Re: [DISCUSS] Rebase CouchDB on top of FoundationDB

Jan Lehnardt Thu, 24 Jan 2019 01:44:48 -0800

Hi Mike,

these are excellent points, thank you for taking the time to chime in.


The current state of the CouchDB source code is that it is already rather 
nicely layered, and concerns are separated rather decently. That said, some of 
the core bits are gnarly and hard to get into, and would be even with copious 
documentation. I’m specifically thinking of couch_btree and couch_key_tree.
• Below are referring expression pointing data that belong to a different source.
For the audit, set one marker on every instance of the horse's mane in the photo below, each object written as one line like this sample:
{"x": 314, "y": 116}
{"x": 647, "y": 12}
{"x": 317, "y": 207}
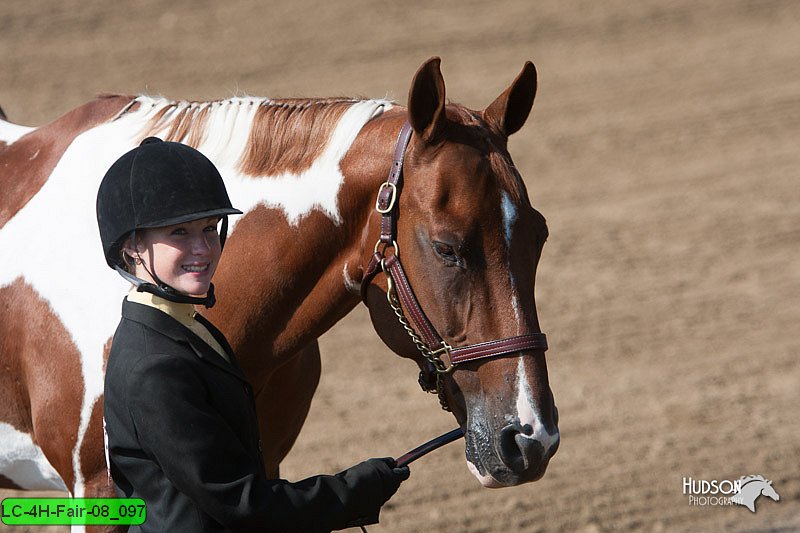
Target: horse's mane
{"x": 259, "y": 135}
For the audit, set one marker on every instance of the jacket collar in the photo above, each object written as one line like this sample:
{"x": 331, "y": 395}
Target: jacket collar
{"x": 170, "y": 327}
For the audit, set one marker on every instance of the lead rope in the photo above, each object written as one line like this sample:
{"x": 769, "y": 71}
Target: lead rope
{"x": 105, "y": 446}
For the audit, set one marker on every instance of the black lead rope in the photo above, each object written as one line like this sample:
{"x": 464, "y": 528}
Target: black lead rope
{"x": 424, "y": 449}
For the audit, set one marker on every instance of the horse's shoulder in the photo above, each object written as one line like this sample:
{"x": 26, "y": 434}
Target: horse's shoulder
{"x": 30, "y": 159}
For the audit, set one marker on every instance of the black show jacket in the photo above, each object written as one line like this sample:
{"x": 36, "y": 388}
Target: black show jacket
{"x": 183, "y": 436}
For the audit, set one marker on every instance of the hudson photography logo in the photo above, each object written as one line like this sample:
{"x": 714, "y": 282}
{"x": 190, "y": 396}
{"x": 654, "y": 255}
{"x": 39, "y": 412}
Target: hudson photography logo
{"x": 743, "y": 491}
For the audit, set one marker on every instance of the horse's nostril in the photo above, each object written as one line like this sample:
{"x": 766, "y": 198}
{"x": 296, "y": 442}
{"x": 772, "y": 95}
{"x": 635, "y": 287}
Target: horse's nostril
{"x": 517, "y": 449}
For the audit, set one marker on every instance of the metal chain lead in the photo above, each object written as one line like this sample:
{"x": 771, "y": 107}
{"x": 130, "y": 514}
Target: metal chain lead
{"x": 429, "y": 355}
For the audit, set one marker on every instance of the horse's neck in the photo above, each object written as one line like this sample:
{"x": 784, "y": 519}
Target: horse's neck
{"x": 301, "y": 276}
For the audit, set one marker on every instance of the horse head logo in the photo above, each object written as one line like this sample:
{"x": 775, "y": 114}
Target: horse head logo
{"x": 751, "y": 487}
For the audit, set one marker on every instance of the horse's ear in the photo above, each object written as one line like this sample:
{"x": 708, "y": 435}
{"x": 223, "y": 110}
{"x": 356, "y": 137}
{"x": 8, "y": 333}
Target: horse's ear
{"x": 510, "y": 110}
{"x": 426, "y": 100}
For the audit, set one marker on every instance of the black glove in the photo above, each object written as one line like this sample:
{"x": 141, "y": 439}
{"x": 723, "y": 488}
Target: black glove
{"x": 371, "y": 484}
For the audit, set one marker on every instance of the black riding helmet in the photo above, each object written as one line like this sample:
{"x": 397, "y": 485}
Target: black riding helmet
{"x": 154, "y": 185}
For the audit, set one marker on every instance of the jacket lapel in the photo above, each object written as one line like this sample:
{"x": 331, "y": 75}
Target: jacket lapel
{"x": 169, "y": 327}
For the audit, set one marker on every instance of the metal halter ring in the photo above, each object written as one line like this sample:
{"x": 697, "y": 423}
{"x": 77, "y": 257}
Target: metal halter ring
{"x": 385, "y": 246}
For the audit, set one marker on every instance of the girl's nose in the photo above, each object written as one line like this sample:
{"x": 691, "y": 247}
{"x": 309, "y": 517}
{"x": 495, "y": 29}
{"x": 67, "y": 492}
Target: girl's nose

That said, I totally get that approaching the CouchDB source is a daunting task 
and I can say from personal experience that it’s a multi-year effort to get 
proficient if you’re not doing this full-time (Couple of months maybe 
full-time).

In terms of where the split happens, and I’ll leave technical details to the 
appropriate threads, is to replace *both* the underlying storage technology 
*and* the distributed systems layer. So how bits land on disk *and* how bits 
are sent over the network.

Aside: CouchDB 2.2.0 shipped with what we call pluggable storage engines, where 
one can switch out the how bits get written to disk part already. It’s just 
that there are no production ready alternative implementations just yet :)

As to how to describe all this: a cynical take would be to say we add 
replication-bits to FDB and call it CouchDB, but in detail, there is much more 
to it than just an API layer. We’ll port over how secondary indexing works 
today (including JS and Mango view servers), we’ll keep the replicator engine 
that uses the CouchDB API to synchronise two database instances, plus a bunch 
of ancillary stuff that is worth keeping around. All of these things are 
significant investments that capture the value of CouchDB.

It’s worth keeping in mind that FoundationDB is meant as a “build your own 
database on top” kind of project, and not a standalone database system. And 
building a custom database on top is what this proposal is about (vis-a-vis 
your PS), so “add ing X to FDB” is not really a thing unless you extend the 
build-your-own-db toolkit.

As for having to learn FDB behaviour when wanting to run a hypothetical CouchDB 
version that is built on top of it: yes, absolutely. This is knowledge this 
project will have to acquire and put into community knowledge by way of 
documentation and discussions on these mailing lists and the issue tracker, 
just like we do today. There’s going to be a separate thread about this as 
well. In all fairness, 90% of CouchDB users can treat CouchDB as a black box 
and don’t have to dive below the HTTP API, or not a lot further, when, say, 
thinking about backups, but for the other 10%, they’ll eventually want to grasp 
the whole stack including FDB, and I’d personally consider it a part of this 
proposal to bring working knowledge of how to operate FDB into CouchDB communal 
knowledge.

So finally, as to whether this proposal will make it easier for folks to dive 
into the CouchDB source? — My gut feeling is yes, based on two aspects:

1. the extended transparency of IBM feature design work within the Apache 
CouchDB community, e.g. we’ll get in on the ground level not only for new 
features, but for this whole endeavour, rather than being presented with the 
final source code that we then can try and run and understand ourselves. So 
extra transparency is baked into this discussion.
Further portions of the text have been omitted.